Case T-476/08 Media-Saturn-Holding GmbH v OHIM (15 December 2009). On upholding an OHIM Board of Appeal decision refusing the registration of trade mark application BEST BUY and device for goods and services in 25 classes for being nondistinctive under Article 7(1)(b), the CFI has confirmed that BEST BUY and device is a common expression understood by the relevant public to indicate the advantageous price of products or services when compared to their market value.
Media-Saturn-Holding GmbH (“Saturn”) filed a CTM for BEST BUY and device for various goods and services. The OHIM examiner refused the application on the basis of Article 7(1)(b) stating that the expression consisted of common English terms which referred solely to a bargain in relation to the designated goods and services. Confirming the examiner’s decision on appeal, the Board of Appeal held that BEST BUY and device was devoid of distinctive character. Saturn appealed to the CFI.
In its appeal, Saturn claimed that the mark applied for had the minimum degree of distinctive character, that its graphical presentation was not common in advertising, particularly in view of the original presentation of the letter B at the beginning of both words Best and Buy and therefore that the public would perceive the commercial origin of the goods and services. Saturn also claimed that the examiner did not submit evidence showing that the expression was commonly used in advertising and devoid of distinctive character.

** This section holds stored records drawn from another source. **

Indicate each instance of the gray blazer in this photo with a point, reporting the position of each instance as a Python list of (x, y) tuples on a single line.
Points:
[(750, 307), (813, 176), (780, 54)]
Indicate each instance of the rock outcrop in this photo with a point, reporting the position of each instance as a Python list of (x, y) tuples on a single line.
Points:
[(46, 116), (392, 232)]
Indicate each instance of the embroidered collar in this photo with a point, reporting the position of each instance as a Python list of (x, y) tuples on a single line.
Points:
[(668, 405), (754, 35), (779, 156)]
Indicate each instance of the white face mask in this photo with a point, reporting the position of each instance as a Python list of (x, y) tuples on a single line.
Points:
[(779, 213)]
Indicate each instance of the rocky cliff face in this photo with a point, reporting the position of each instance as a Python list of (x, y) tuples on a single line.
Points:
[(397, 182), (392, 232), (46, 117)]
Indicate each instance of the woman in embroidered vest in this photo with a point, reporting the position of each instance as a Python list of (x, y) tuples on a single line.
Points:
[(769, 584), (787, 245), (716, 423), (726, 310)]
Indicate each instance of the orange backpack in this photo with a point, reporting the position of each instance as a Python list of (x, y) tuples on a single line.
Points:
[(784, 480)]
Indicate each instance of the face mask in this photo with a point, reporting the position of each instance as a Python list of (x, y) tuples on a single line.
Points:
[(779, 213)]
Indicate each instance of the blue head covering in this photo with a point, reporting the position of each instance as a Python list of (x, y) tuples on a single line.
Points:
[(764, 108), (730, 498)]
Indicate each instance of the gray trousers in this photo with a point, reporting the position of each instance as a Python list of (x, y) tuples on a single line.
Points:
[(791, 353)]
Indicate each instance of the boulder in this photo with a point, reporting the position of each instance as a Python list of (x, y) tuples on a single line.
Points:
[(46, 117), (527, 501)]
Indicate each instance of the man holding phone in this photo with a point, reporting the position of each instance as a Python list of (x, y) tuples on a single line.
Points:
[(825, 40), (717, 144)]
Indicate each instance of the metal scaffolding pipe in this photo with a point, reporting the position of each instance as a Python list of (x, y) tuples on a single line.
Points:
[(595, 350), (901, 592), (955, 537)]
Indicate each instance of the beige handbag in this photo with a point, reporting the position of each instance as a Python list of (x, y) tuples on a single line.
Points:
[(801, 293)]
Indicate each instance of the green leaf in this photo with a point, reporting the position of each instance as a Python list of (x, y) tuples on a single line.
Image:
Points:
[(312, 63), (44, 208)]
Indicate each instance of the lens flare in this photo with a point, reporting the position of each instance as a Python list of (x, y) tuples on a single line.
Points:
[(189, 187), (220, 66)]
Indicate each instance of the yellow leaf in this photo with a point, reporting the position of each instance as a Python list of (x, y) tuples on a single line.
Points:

Rejecting Saturn’s appeal, the CFI referred to decision T-122/01 Best Buy Concepts/OHIM (BEST BUY), where the CFI stated that the mark BEST BUY and device consisted of two common English words referring to an advantageous relation between the price of the designated services and their market value, that the relevant public would perceive immediately the expression as a promotional formula or a slogan indicating that the services were offered as the best purchase or the best bargain and that the fact that the two elements were juxtaposed did not mean that the omission of an article was sufficient to make it an inventive expression which would be liable to give it a distinctive character.

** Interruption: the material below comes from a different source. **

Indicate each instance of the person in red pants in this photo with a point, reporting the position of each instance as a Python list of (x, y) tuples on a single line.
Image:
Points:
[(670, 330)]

In the present case, the CFI stated that the public would exclusively consider the expression as an indication of the advantageous relation between the quality and the price and not as the indication of the commercial origin of the goods and services. The fact that the application was filed for a broad range of goods and services emphasized the lack of distinctive character of the expression.
The CFI also stated that the rectangle was a simple geometric shape which only highlighted the commercial nature of the message and did not give additional distinctive character insofar as the presentation of a slogan was made to attract visually the attention of the public.
Regarding the prominence of the letter B, the CFI stated that, despite the fairly unusual presentation of BEST BUY, promotional slogans in supermarkets usually appeared with a device. The fact that the letter B was placed at the beginning of both words in the mark was not sufficient to give distinctive character and the public would understand that the letter B would be common to both words. The use of an ordinary font did not add any distinctive character either.
Regarding the applicant’s argument in respect of the absence of evidence of the alleged ordinary character of the mark applied for in the advertising sector and the subsequent lack of distinctive character of the mark, the CFI held that the Board of Appeal had demonstrated to the requisite legal standard that there was a lack of distinctive character in relation to the designated goods and services.
The CFI stated that since Saturn claimed that the mark applied for was distinctive, despite the analysis of the Board of Appeal based on clear and convincing reasoning, it was for Saturn to provide specific and substantiated information, showing that the trade mark applied for had a distinctive character per se, given that Saturn had a better knowledge of the market.
This decision is not surprising and follows the reasoning of decision T 122-01, confirming that a promotional message framed in a rectangle does not have sufficient distinctive character to be a badge of origin. The CFI has put into a commercial context the use of the mark applied for by highlighting the fact that promotional slogans used in supermarkets are usually combined with a device.
This decision also raises the issue of applications by retailers which attempt to protect a mark in relation to numerous goods and services. The CFI considers that filing for a broad range of goods and services emphasized the lack of distinctive character of the mark applied for. It would be interesting to know why the variety of designated goods and services was said to have an influence on the degree of distinctiveness of a mark at the time of the filing.